Like any good comedian, he makes observations of daily life, things accepted without question by the normal ‘Joe Soap’, and highlights their ridiculousness, eg that joggers are always the ones to find bodies (curious!), but Bailey goes further and follows through on his most bizarre imaginings, from glimpses of pixie-like people with loudspeakers inside Tesco’s self-service checkouts, calling up “Please remove this item from the bagging area”, to eating a packet of Revels from a bucket, to provide a greater challenge in identifying the type of Revel you are eating!! He also focuses a lot on stereotypes, poking fun at the difference between dealing with French and German electricity supply companies, the lassitude of the French (being put on hold to ‘Non, je ne regretted rien’), to the stinginess of the Germans, (as he feigned pathetically begging for electricity, for “die kinders”, which provoked the decisive response ’Nein’, with a stamp of the foot, for effect). He also takes apart the Australian phrase ‘too easy’, and wittily on how this can come across as insulting to the unwitting Englishman, requesting a simple favour.
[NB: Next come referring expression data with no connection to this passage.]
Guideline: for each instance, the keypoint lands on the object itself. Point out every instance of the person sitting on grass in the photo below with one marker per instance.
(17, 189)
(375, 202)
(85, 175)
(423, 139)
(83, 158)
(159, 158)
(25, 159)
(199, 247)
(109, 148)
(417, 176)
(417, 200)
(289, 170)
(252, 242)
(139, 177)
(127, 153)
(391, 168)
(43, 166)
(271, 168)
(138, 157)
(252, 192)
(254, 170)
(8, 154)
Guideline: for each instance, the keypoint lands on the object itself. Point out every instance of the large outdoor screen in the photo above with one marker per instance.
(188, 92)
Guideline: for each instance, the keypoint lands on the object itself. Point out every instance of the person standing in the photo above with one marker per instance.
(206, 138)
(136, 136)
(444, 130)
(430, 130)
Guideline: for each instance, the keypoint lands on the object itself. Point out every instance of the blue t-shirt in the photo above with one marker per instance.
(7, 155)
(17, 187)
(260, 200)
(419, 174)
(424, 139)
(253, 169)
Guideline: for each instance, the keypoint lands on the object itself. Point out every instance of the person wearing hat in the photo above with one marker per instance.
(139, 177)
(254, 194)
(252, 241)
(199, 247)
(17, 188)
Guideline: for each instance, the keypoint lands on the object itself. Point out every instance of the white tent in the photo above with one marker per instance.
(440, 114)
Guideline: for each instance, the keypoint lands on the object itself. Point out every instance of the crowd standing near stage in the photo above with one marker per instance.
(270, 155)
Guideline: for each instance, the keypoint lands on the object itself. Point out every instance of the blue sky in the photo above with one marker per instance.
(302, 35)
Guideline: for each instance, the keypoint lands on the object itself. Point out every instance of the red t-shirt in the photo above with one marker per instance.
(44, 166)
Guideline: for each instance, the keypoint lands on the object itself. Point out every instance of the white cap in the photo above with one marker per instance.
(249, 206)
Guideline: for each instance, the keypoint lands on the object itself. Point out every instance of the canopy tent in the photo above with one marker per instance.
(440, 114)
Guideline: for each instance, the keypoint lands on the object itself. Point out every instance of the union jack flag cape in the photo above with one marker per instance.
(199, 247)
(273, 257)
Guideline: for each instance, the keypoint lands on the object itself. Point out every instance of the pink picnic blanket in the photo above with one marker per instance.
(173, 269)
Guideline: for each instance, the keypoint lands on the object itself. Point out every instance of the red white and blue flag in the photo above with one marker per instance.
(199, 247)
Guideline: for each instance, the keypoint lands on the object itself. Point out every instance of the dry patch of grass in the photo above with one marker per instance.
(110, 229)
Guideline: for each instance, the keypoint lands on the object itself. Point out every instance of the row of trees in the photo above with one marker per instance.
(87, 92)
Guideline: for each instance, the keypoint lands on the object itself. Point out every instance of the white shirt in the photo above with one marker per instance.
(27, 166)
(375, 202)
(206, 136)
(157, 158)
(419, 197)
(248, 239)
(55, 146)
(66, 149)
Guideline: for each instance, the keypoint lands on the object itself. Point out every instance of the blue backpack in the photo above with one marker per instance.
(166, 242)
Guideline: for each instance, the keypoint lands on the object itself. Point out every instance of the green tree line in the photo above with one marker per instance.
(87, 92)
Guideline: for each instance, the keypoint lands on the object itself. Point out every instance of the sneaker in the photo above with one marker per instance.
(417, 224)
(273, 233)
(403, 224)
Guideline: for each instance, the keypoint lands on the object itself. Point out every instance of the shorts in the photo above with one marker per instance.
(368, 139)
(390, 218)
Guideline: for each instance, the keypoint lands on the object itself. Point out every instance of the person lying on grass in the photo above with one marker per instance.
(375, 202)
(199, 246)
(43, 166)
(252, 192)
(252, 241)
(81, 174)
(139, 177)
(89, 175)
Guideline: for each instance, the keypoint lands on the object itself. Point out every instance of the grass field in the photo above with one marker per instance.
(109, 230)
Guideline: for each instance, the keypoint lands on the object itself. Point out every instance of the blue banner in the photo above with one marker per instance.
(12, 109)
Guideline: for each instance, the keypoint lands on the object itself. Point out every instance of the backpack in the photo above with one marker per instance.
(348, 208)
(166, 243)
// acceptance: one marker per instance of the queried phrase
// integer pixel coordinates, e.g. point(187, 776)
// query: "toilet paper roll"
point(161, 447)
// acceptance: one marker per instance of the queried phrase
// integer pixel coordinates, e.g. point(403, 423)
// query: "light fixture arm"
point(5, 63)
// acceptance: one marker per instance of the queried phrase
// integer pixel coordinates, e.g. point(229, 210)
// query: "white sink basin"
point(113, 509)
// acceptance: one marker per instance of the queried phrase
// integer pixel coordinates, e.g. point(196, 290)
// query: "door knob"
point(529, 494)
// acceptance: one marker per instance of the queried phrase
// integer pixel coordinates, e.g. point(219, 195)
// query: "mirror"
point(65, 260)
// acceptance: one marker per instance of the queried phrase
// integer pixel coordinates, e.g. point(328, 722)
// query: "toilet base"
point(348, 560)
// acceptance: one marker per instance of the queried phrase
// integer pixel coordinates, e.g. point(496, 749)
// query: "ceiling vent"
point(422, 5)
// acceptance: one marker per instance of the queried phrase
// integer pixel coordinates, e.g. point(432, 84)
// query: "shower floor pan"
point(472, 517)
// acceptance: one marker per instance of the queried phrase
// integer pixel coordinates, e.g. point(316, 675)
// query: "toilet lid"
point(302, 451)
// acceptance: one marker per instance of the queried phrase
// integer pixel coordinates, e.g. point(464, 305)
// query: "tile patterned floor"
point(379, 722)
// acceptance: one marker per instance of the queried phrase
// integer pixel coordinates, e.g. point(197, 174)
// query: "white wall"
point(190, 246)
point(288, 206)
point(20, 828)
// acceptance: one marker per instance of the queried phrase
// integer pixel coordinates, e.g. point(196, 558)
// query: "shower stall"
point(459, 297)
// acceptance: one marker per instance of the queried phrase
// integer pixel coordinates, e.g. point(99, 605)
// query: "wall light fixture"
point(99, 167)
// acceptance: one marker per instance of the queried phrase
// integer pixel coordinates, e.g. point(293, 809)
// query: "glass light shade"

His own honesty was very charming, and he spoke of his son, and how he would shuffle him along to school, disorganised as anything, with disapproving looks from the ‘Oh so perfect’ parents with all their books covered, pencils sharpened and healthy foil-packed lunches.
His use of lighting was very original, and this artistic leaning was also seen in his piecing together of internet and computer signs and symbols to make a song, commentating on the computer as the means of modern-day communication. (^_^) lol. Plus transport got a mention more than once, from bikes made out of wagon wheels and chocolate fingers, to Gary Numan cars with French musical horns.
All in all, a very inventive show!! First time in the O2 also, and it was a good venue, the use of screens providing quite a good view to those further back.